A fast but silent graphics card ideal for quiet entertainment PCs

Sapphire has taken the notion of passively cooled graphics cards seriously with its Ultimate range of cards, the latest of which is the HD2600XT.

As you may gather from its name, this Ultimate is built around AMD's DX10-supporting HD2600XT core and features a nicely designed heatpipe and radiator arrangement to keep it cool.

Built on a blue printed circuit board (PCB), the RV630 core runs at 800MHz and sits under a small copper and aluminium heatsink with two heatpipes running around the board to a big multi-finned cooler. Unlike some passive cards, this cooler isn't too large to fit into a motherboard that uses big passive coolers on the Northbridge. We fitted it into a couple of motherboards with the largest coolers we have seen with no problems.

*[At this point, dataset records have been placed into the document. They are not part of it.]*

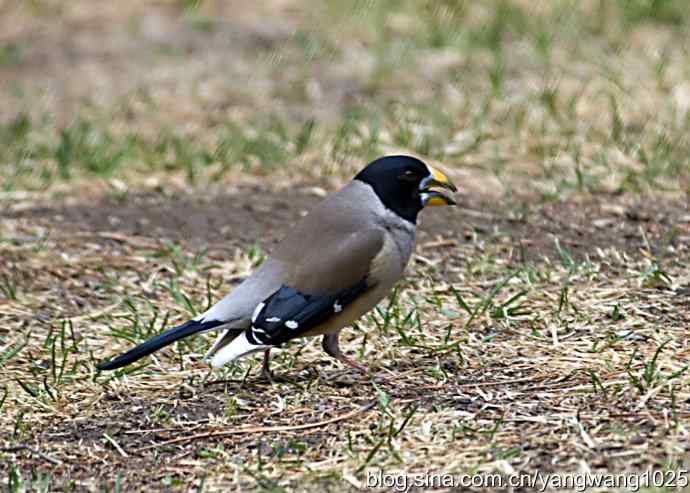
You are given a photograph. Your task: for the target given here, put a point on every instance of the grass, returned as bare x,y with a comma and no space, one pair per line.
542,325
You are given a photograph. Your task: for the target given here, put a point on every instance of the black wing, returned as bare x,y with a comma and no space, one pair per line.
287,313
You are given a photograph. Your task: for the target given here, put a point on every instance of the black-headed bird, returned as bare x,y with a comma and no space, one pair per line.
331,268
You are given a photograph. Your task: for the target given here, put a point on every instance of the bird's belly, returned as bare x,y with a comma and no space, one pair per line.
386,269
351,312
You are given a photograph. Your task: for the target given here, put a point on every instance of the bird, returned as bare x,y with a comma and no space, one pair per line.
331,268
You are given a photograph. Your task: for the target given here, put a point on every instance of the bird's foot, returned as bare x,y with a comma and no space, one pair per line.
353,364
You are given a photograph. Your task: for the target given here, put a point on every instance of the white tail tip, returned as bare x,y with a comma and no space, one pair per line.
239,347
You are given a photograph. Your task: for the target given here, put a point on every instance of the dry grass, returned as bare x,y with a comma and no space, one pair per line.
542,325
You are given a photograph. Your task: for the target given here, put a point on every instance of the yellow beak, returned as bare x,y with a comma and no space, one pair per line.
432,198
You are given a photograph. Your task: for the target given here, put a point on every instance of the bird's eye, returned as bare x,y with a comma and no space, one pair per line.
408,175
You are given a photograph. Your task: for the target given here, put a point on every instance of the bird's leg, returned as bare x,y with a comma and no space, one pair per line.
332,348
266,365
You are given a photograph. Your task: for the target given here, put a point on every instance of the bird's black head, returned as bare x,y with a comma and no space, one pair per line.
403,183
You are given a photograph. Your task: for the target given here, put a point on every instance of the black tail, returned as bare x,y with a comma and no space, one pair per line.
161,340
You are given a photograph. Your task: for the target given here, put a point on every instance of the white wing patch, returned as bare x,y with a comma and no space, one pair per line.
257,310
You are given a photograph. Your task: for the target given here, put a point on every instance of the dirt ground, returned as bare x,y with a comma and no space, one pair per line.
541,326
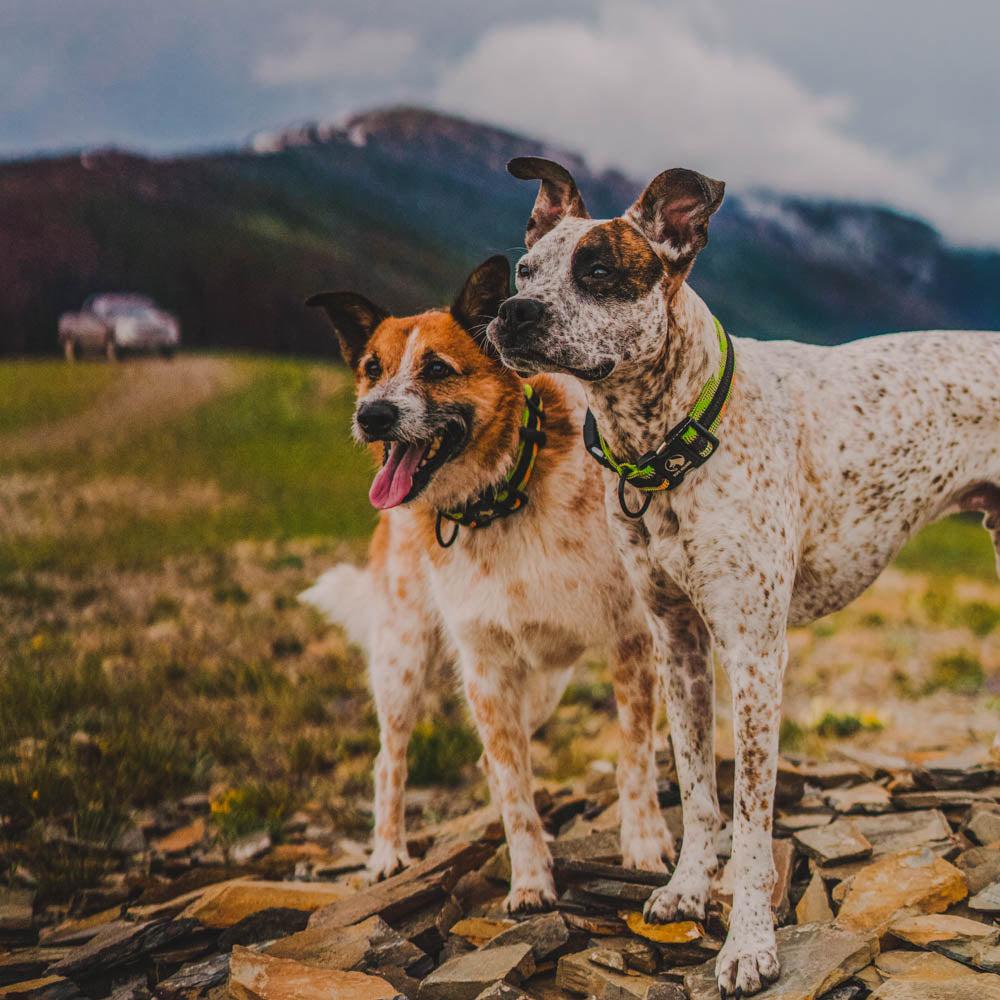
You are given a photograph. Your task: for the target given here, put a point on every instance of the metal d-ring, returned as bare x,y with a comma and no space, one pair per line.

The 256MB of GDDR3 memory is clocked at 700MHz (1,400MHz effective) and sits uncovered on the PCB. The memory modules are rated at 750MHz (1,500MHz) so running them at 700MHz enables them to be left uncovered.

The HD2600XT Ultimate would make an ideal card for a quiet entertainment PC if you use a case that takes full-size cards, not only for its silence but for the hardware that comes as standard on the HD2600/HD2400 series. The GPU has a built-in audio controller, which, although requiring an audio codec on the motherboard, does away with the need to use a cable to connect them.

Although there is no HDMI output on the card expansion plate, a DVI/HDMI adapter is supplied with the card, which carries both the video and audio streams. Also part of the hardware is AMD's UVD (Unified Video Decoder) which handles all the decoding HD DVD or Blu-ray duties relieving both the GPU and the systems CPU.